Psikanalize başvuran özne, Lacan’ın ifadesiyle, bir bahis oynamayı göze almış kişidir; bu, yalnızca bilinçdışının kartlarıyla oynanan bir oyun değil, aynı zamanda “hazır bilinenlerin”, yani simgesel düzende ona sunulmuş kimliklerin(ayna evresi), anlamların ve söylemlerin masaya(divan) yatırılmasıdır.
Bu sürece giren özne, bildiklerinden vazgeçmeyi, onları kaybetmeyi göze alandır.—ve tam da bu kayıpla birlikte bir boşlukla, kimi zaman da bir depresyonla karşı karşıya kalır.

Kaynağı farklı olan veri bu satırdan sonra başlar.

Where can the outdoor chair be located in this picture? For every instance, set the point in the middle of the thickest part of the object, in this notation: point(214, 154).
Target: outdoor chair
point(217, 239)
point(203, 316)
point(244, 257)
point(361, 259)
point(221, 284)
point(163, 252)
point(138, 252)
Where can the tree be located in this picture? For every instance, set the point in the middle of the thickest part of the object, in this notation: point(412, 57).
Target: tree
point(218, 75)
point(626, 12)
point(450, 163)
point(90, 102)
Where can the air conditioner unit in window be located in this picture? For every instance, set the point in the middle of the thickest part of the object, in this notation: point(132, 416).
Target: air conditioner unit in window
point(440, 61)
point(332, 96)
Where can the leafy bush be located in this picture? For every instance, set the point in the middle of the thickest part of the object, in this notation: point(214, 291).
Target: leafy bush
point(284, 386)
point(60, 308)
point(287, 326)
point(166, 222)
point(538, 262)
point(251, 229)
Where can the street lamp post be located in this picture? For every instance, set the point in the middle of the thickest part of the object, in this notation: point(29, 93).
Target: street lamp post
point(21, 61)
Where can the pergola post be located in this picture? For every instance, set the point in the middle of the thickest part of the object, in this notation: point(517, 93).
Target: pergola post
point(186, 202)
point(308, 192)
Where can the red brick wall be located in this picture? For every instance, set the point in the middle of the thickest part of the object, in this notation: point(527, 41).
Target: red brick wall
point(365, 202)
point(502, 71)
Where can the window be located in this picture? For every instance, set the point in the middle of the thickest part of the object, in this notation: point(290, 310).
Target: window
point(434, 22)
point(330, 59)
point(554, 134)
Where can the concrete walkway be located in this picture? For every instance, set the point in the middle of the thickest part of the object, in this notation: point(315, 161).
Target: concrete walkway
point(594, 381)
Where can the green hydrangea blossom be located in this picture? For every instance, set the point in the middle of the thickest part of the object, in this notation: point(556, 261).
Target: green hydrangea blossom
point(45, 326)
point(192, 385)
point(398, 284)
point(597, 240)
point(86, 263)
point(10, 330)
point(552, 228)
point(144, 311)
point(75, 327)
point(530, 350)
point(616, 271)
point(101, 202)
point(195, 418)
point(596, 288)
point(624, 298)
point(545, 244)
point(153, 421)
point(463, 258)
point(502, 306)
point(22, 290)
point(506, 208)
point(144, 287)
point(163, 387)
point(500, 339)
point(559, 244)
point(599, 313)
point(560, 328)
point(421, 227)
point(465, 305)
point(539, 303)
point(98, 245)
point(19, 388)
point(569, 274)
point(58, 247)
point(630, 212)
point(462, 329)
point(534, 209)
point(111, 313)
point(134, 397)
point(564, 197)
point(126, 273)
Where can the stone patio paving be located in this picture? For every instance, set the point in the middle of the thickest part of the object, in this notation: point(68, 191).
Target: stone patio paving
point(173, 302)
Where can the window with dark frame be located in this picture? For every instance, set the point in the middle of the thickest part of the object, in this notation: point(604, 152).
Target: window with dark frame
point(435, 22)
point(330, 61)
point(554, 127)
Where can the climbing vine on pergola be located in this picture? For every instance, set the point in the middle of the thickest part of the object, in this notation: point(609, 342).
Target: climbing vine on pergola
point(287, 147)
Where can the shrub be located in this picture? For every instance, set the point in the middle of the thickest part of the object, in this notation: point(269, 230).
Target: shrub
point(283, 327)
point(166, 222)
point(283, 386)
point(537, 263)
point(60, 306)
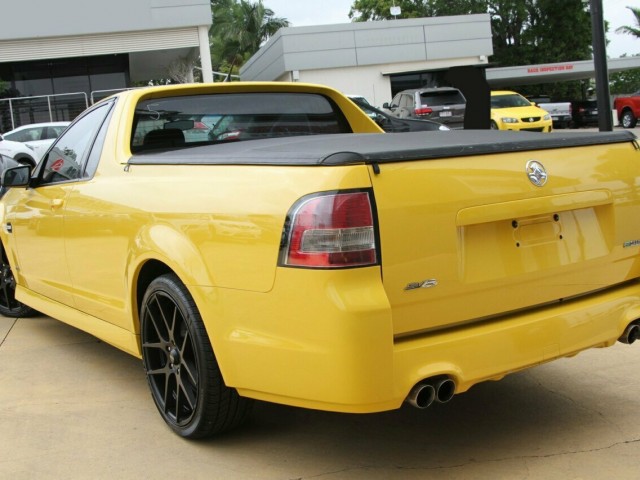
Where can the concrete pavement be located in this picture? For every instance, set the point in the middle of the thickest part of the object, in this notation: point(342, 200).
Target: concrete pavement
point(73, 407)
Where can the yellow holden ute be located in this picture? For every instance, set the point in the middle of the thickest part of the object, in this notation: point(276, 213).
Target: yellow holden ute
point(511, 111)
point(297, 254)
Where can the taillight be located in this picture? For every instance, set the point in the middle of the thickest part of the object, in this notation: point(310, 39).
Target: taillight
point(330, 230)
point(423, 110)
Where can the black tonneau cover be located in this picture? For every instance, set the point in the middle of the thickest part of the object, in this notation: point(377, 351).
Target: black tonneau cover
point(346, 149)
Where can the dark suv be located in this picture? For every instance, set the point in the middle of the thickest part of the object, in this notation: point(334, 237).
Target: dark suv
point(443, 104)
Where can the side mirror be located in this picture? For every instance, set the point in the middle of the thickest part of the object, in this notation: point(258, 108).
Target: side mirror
point(16, 176)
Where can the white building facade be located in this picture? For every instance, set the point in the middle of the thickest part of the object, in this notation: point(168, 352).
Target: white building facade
point(82, 46)
point(374, 59)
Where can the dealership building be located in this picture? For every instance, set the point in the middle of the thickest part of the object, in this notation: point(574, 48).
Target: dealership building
point(64, 55)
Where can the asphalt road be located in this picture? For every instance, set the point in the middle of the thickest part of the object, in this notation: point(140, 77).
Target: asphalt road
point(75, 408)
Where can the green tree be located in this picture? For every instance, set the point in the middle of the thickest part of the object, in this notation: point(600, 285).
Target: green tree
point(239, 28)
point(523, 31)
point(632, 30)
point(367, 10)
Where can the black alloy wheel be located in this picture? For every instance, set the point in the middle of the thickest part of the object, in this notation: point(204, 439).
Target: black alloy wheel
point(182, 371)
point(9, 306)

Ancak bu boşluk, bir yıkım değil, arzuya açılan bir alan olabilir. Lacan’ın “arzu, Öteki’nin arzusudur” önermesiyle düşünecek olursak, özne bu boşlukta artık başkasının söylemiyle belirlenmemiş, kendi arzusuna doğru bir adım atma şansını elde eder. Konuşan özne, bu kayıptan doğan boşluğu, yeni bir anlamlandırmayla—yani kendi arzusu doğrultusunda—yeniden kurar. Bu noktada psikanalitik süreç, kaybın yasını tutmakla kalmaz; o kaybı, arzunun motoru haline getirerek, öznenin kendi öyküsünü yeniden yazmasına alan açar.
İşte böylece, ilk başta kayıp gibi görünen şey, özne için dönüşen bir kazanca, yani kaybettiği yerde kazanılan bir bahise dönüşür. Psikanaliz, bu anlamda, öznenin kendiyle girdiği en ciddi oyundur; oyunun ödülü ise, artık Başkasının(O) diliyle değil, kendi arzusu doğrultusunda konuşabilme kapasitesidir.